I photographed the lighthouse and Lion's Bridges in late May this year and it was a nice sunny day. No clouds and no rolling fog coming in right off the lake. A wedding party passed me by and their photographer commented on how nice the weather was for shooting pix. I used 400 speed 35 mm film and pix of both bridges plus the grounds area show fog and an overcast. Like one second it was there and vanished, yet it WAS sunny out. There is something about that land, the bridges and lion's that to me is very distorted. The film was new, no humidity on the lens, nothing out of the ordinary with the camera.

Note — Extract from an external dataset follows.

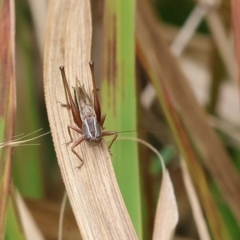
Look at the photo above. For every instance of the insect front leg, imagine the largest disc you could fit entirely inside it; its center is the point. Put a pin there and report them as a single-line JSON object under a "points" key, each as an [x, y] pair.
{"points": [[110, 134], [80, 140], [75, 129], [102, 120]]}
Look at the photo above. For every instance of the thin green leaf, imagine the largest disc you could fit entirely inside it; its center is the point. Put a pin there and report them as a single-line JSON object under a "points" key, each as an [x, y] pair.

Post by petervenkman on Jun 6, 2010 20:30:43 GMT -6
I don't know about creating sort of phantom condition only on film but depending on the film it can add contrast and create somewhat different condition than you remember seeing. In most cases black and white film will cause this but depending on the lighting it could happen with color film.
Also, if its hazy or very humid and you use a flash it could reflect off of the unseen moisture and create a vapor or cloud looking formation.
Thank you for responding! I used color film and yes, it was humid that day. But I didn't use any flash. Interesting comments you made...will pay a bit more attention to weather/haunted sites at my next outing...Potter's Field here in the Milwaukee area. If it's overcast, a tad foggy, I'll shoot in black and white otherwise I always use color film.